Perspective Bias: Zeno Clash (Tactics)

This isn't really a complaint, but one of the ... challenges of GDC is that there is simply so much to see and do. I spent the majority of my time in talks and panels (deciding which of those to attend was work enough), which meant I didn't have much time to check out the IGF Pavilion. I was only able to sneak down there with Steve just before a session on Wednesday, where we checked out Mightier and Zeno Clash.
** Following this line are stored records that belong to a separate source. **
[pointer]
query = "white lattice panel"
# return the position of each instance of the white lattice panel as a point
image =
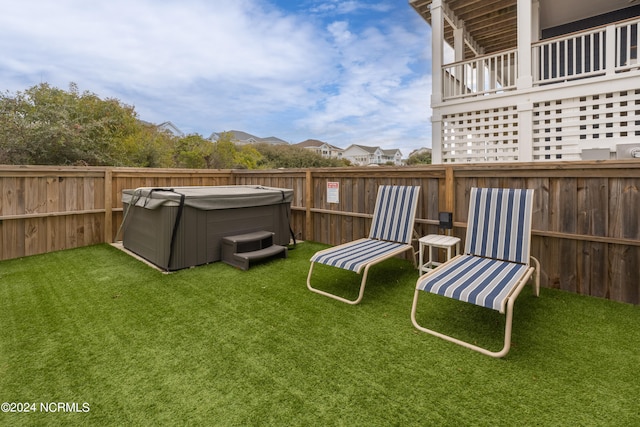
(565, 127)
(480, 136)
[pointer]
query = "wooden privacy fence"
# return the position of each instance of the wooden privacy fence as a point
(586, 224)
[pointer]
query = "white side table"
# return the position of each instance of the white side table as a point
(436, 241)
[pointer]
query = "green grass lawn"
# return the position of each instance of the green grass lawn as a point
(214, 345)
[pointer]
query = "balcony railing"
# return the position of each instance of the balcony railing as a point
(596, 52)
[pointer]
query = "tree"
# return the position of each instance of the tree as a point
(193, 151)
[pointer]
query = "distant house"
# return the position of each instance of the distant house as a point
(323, 149)
(533, 80)
(171, 128)
(243, 138)
(364, 155)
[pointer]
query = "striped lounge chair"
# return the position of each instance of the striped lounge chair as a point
(390, 234)
(495, 265)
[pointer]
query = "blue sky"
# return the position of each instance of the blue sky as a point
(341, 71)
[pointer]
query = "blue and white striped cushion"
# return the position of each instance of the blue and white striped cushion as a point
(499, 224)
(394, 213)
(356, 255)
(480, 281)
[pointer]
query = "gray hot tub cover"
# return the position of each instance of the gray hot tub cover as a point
(209, 197)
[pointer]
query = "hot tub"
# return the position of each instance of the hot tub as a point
(181, 227)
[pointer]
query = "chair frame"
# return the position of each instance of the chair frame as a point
(507, 303)
(403, 246)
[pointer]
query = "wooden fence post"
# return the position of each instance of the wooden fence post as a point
(308, 204)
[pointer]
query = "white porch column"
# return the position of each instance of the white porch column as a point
(525, 26)
(437, 48)
(436, 139)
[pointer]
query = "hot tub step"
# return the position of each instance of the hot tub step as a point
(243, 249)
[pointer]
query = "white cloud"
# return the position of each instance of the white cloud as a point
(241, 64)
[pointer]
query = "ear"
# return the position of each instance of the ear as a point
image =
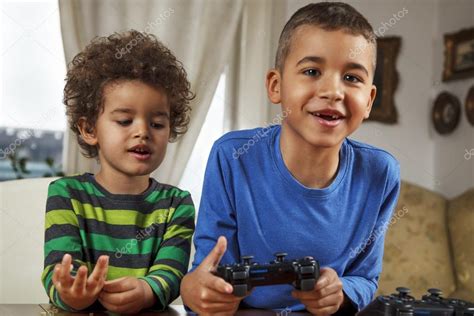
(373, 93)
(88, 133)
(273, 85)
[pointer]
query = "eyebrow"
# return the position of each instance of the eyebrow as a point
(357, 66)
(321, 60)
(131, 111)
(311, 59)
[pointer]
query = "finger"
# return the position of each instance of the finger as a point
(65, 277)
(56, 272)
(121, 298)
(79, 284)
(318, 294)
(331, 300)
(100, 270)
(217, 308)
(327, 310)
(120, 285)
(120, 308)
(215, 256)
(325, 275)
(211, 296)
(219, 285)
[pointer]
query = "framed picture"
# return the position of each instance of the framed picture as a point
(459, 55)
(470, 106)
(446, 113)
(386, 80)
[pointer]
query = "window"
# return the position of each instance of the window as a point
(32, 70)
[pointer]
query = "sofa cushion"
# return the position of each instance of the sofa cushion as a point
(461, 228)
(417, 249)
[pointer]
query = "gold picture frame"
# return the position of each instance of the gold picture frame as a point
(386, 80)
(459, 55)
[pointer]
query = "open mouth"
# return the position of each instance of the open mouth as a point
(140, 151)
(326, 117)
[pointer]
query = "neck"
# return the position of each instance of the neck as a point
(314, 167)
(117, 183)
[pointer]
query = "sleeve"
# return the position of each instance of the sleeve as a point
(360, 280)
(62, 236)
(217, 210)
(172, 259)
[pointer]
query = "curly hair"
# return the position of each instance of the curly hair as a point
(131, 55)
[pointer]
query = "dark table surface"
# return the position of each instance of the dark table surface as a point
(49, 310)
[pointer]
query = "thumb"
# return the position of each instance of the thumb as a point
(216, 254)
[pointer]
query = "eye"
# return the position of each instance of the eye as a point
(311, 72)
(157, 125)
(124, 122)
(352, 79)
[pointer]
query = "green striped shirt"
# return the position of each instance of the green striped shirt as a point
(147, 236)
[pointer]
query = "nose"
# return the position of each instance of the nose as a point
(330, 88)
(142, 130)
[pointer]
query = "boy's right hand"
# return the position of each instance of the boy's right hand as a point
(206, 293)
(80, 291)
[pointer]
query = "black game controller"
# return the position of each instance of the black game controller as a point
(402, 304)
(302, 273)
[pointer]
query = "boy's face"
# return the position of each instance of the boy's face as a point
(133, 129)
(326, 85)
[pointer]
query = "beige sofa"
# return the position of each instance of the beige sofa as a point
(430, 243)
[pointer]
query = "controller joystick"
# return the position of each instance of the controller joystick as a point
(402, 303)
(301, 273)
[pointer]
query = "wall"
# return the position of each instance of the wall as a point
(426, 158)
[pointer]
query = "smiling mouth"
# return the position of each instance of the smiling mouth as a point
(327, 117)
(140, 150)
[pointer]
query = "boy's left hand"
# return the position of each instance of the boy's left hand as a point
(326, 298)
(126, 295)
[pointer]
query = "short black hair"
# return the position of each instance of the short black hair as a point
(329, 16)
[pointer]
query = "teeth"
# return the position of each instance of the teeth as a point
(334, 117)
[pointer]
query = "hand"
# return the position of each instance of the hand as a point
(327, 296)
(79, 292)
(127, 295)
(206, 293)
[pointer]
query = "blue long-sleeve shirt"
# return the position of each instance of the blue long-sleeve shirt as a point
(251, 198)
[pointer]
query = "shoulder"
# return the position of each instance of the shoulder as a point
(167, 191)
(68, 183)
(373, 159)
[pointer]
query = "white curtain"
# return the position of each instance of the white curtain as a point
(253, 54)
(201, 34)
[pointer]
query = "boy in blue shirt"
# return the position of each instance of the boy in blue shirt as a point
(303, 187)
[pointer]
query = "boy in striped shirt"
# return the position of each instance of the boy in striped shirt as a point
(119, 239)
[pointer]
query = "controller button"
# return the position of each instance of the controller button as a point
(239, 275)
(307, 270)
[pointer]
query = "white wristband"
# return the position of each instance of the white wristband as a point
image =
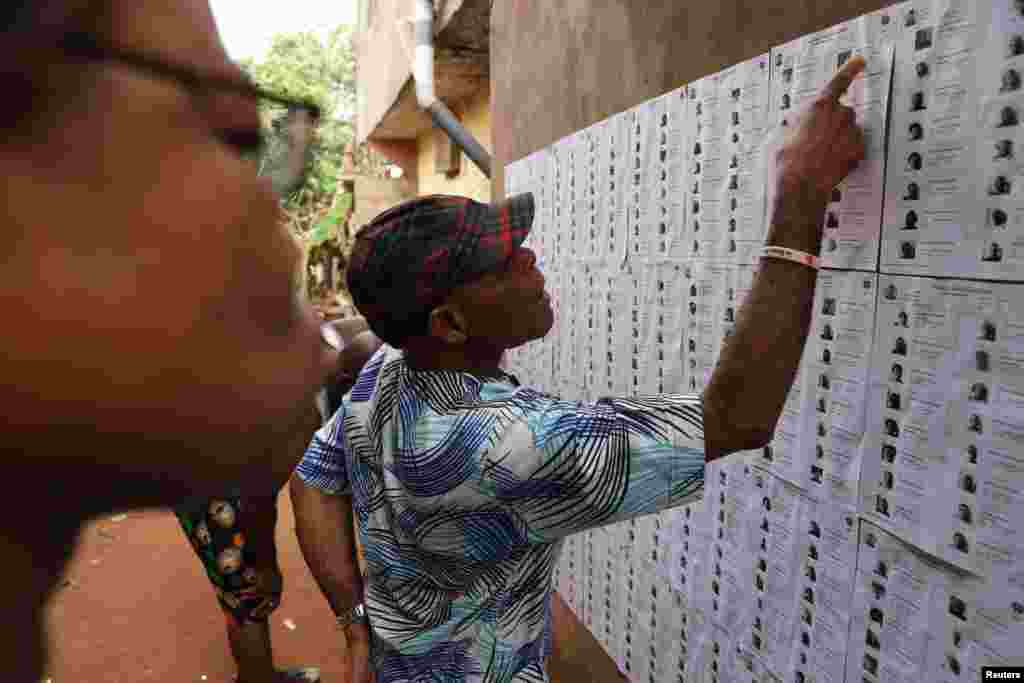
(787, 254)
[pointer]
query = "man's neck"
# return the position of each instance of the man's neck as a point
(472, 358)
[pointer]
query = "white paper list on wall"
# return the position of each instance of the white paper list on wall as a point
(951, 197)
(820, 436)
(727, 126)
(913, 619)
(801, 70)
(729, 589)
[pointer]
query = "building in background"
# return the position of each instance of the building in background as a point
(388, 117)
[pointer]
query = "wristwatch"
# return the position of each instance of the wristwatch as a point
(356, 614)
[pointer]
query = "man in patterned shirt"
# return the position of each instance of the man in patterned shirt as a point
(463, 482)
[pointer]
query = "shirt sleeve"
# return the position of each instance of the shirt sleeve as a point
(325, 464)
(566, 466)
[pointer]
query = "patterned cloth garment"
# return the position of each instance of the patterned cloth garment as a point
(216, 530)
(464, 487)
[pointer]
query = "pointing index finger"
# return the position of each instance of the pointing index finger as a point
(841, 82)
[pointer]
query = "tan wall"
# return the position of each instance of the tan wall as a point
(559, 67)
(384, 59)
(374, 196)
(475, 116)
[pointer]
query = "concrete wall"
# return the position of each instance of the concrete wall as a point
(374, 196)
(470, 181)
(383, 56)
(559, 67)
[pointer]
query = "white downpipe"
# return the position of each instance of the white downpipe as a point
(423, 58)
(423, 74)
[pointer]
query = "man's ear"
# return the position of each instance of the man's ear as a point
(449, 325)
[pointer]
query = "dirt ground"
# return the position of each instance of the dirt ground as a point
(137, 607)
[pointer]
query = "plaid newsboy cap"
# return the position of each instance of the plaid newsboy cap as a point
(408, 259)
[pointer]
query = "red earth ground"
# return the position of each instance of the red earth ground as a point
(137, 607)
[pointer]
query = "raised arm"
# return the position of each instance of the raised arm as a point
(744, 398)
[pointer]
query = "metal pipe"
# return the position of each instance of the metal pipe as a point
(423, 74)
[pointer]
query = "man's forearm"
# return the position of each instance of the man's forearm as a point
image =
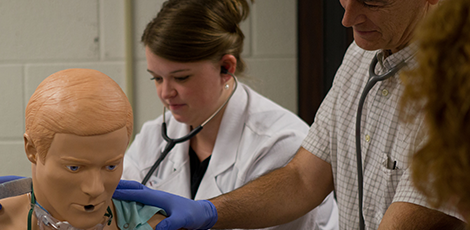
(407, 216)
(277, 197)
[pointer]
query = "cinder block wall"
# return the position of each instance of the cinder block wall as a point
(39, 38)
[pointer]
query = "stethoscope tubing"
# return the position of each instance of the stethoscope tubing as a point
(373, 79)
(172, 142)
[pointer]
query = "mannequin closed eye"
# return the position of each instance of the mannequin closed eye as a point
(89, 208)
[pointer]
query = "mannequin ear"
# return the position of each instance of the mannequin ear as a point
(229, 62)
(30, 149)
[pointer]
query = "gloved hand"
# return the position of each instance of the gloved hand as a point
(4, 179)
(183, 212)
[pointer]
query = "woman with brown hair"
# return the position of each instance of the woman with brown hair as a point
(439, 88)
(193, 50)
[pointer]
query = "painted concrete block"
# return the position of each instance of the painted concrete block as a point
(112, 29)
(144, 12)
(276, 79)
(49, 29)
(147, 103)
(35, 74)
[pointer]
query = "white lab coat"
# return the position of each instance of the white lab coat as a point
(255, 136)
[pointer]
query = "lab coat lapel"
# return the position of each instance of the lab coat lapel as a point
(176, 169)
(224, 154)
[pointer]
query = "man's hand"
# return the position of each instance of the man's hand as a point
(182, 212)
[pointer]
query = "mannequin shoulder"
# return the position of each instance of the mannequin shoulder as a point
(14, 212)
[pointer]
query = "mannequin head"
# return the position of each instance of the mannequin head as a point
(78, 126)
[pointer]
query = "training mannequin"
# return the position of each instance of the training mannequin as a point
(78, 126)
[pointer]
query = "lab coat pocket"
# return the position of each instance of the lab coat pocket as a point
(391, 173)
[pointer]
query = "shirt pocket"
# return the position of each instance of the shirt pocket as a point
(391, 171)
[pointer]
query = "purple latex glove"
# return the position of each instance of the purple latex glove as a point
(182, 212)
(4, 179)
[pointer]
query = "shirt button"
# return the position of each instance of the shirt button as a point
(384, 92)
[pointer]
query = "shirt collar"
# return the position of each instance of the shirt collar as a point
(387, 62)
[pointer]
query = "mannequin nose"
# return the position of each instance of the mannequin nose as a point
(93, 185)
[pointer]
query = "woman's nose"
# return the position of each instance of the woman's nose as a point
(352, 13)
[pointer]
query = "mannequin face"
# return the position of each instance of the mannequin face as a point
(191, 91)
(79, 176)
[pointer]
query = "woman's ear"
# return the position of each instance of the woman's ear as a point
(229, 62)
(30, 149)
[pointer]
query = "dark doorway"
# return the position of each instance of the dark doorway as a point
(321, 46)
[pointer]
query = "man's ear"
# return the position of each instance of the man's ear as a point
(30, 149)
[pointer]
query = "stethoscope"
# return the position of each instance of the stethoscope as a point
(373, 79)
(170, 142)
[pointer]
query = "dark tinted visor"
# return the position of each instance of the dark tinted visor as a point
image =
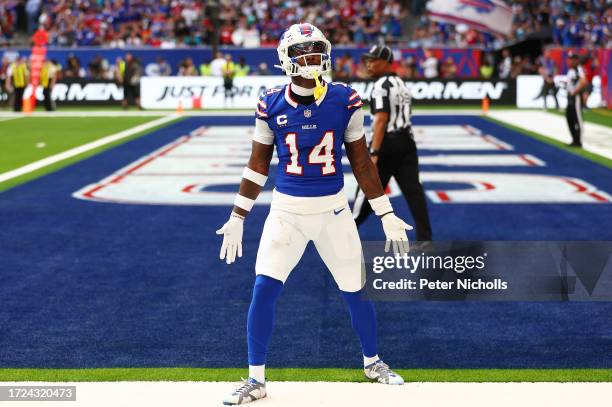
(312, 47)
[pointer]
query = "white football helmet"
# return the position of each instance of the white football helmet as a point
(300, 41)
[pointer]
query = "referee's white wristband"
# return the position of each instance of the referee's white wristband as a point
(254, 176)
(381, 205)
(244, 202)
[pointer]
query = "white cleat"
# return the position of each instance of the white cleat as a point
(379, 371)
(250, 390)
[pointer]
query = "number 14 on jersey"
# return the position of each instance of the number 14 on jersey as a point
(321, 154)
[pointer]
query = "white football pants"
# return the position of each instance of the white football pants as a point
(334, 234)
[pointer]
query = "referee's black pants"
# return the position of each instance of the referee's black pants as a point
(573, 115)
(405, 168)
(18, 99)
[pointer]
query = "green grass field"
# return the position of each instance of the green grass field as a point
(29, 139)
(305, 375)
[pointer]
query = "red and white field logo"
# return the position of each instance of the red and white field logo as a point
(205, 168)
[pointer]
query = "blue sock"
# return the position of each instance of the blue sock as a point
(363, 318)
(261, 317)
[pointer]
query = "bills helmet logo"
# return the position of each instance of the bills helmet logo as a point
(306, 29)
(481, 6)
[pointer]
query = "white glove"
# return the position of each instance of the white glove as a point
(395, 231)
(232, 238)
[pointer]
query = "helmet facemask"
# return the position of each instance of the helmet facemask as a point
(307, 56)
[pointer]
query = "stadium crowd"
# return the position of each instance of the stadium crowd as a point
(255, 23)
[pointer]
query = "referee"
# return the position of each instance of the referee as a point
(393, 149)
(576, 83)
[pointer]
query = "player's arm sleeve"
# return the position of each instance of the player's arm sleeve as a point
(263, 132)
(354, 129)
(380, 96)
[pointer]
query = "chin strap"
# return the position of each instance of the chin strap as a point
(319, 89)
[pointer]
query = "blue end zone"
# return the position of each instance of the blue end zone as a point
(87, 284)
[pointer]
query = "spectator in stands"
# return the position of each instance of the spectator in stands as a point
(229, 71)
(158, 68)
(98, 68)
(187, 68)
(262, 69)
(486, 69)
(131, 81)
(249, 24)
(430, 65)
(242, 69)
(448, 70)
(32, 9)
(345, 67)
(73, 68)
(217, 64)
(407, 68)
(547, 70)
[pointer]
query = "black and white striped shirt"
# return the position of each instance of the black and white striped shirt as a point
(390, 94)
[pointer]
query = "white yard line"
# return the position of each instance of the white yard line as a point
(83, 148)
(597, 139)
(324, 394)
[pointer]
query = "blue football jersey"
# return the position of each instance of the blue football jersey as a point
(309, 139)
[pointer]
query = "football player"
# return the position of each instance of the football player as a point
(308, 121)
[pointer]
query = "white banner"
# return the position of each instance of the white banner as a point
(483, 15)
(204, 92)
(529, 88)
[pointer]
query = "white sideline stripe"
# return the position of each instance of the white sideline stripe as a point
(325, 394)
(83, 148)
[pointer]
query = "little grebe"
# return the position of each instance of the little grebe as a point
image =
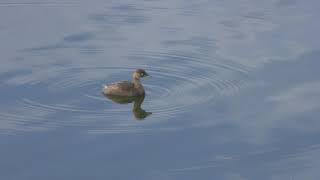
(126, 88)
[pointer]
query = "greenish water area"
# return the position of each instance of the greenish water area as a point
(234, 92)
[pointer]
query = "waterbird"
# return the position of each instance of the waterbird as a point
(127, 88)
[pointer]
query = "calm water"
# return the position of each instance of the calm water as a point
(234, 93)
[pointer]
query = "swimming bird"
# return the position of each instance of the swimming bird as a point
(137, 101)
(127, 88)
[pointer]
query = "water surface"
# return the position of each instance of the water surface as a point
(234, 92)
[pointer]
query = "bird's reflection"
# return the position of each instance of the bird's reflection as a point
(137, 101)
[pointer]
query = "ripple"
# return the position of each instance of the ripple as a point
(74, 98)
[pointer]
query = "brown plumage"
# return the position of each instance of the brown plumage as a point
(126, 88)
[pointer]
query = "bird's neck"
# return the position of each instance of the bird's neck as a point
(137, 83)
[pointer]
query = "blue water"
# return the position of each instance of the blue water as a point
(234, 93)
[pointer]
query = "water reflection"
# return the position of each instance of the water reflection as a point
(137, 101)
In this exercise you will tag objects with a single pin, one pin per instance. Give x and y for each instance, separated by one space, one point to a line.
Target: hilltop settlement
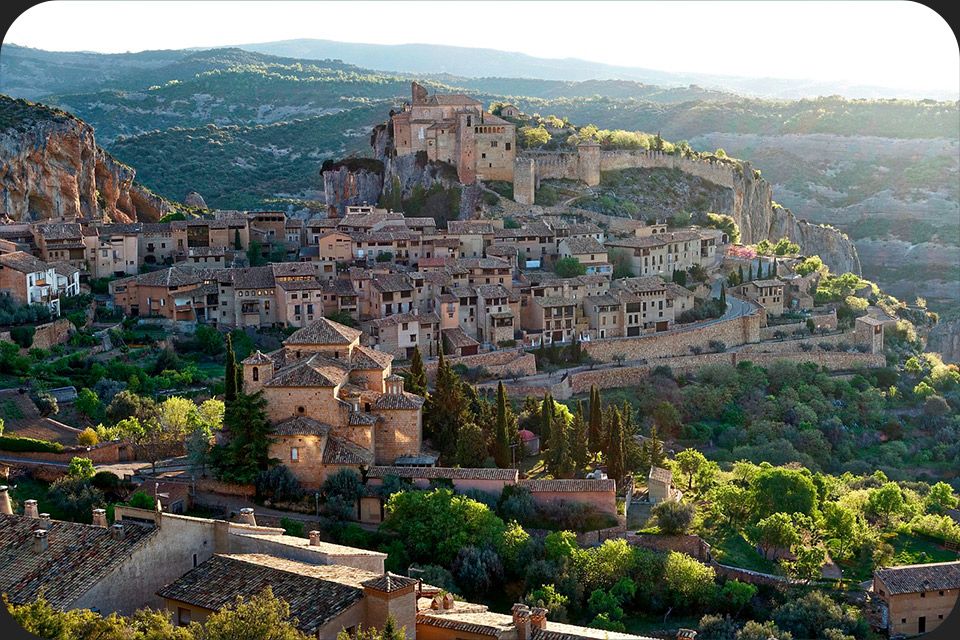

I had already decided Mightier was awesome, with its interaction between the physical world and the game world, but was less sure about Zeno Clash.

I'd seen the trailers, etc. for Zeno Clash and while its non-traditional fantasy art direction was very interesting, I didn't have much interest beyond that. I'd becoming increasingly soured on melee-based first-person games (I think Dark Messiah was the guiltiest culprit of late), and with such a small team, I was a bit skeptical that Zeno Clash could manage all the complexities of creating a compelling first-person game while making the melee combat enjoyable.

My concerns were alleviated by a single five-second screen that appears before combat starts.

Before each combat, there's a "Versus" match-up screen that shows the player and their opponents. Here's an older screenshot; in the GDC version the colouring made the match-up even more explicit. It's basically the kind of match-up screen you'd expect in a 2D fighter. I hadn't seen this before and it really was one of those lightswitch moments. I got what Zeno Clash was and wasn't attempting to do.

The problem was that I had made some assumptions about Zeno Clash there were wholly incorrect. I had assumed it was a traditional first-person action game, that focused on melee with lighter ranged combat (with crazy weapon at that, a la the fish gun). I expected fully fleshed out environments, perhaps linear, maybe more open world. But Zeno Clash isn't that game and it's not trying to be that game. It appears that the entirety of the game is the first-person arena combat.

In short, I thought they were making Final Fantasy VI, but they were really making Final Fantasy Tactics. It's a series of connected, but independent, combat encounters. That single versus screen immediately shifted my expectations. By focusing exclusively on arena combat (and the standout art direction), Ace Team can make those parts of the game sing. Some of them were actually at the booth discussing it. I asked one of them (maybe Andres?) about the FF Tactics similarity and he immediately and enthusiastically acknowledged it.

Of course, this is speculative, since Zeno Clash is not available for about another month. But I've never had my perception of a game altered so dramatically in such a short time. I think many games struggle to convey their aesthetic goals (which is a broader topic for another day). It's interesting and worth study that Zeno Clash has managed to convey this, at least to me, with just a single screen that isn't even interactive. I went from ambivalent about a melee-based first-person action game to very excited about a first-person arena combat game.

Plus, if exploding rats are really a weapon in Zeno Clash, I'm sold.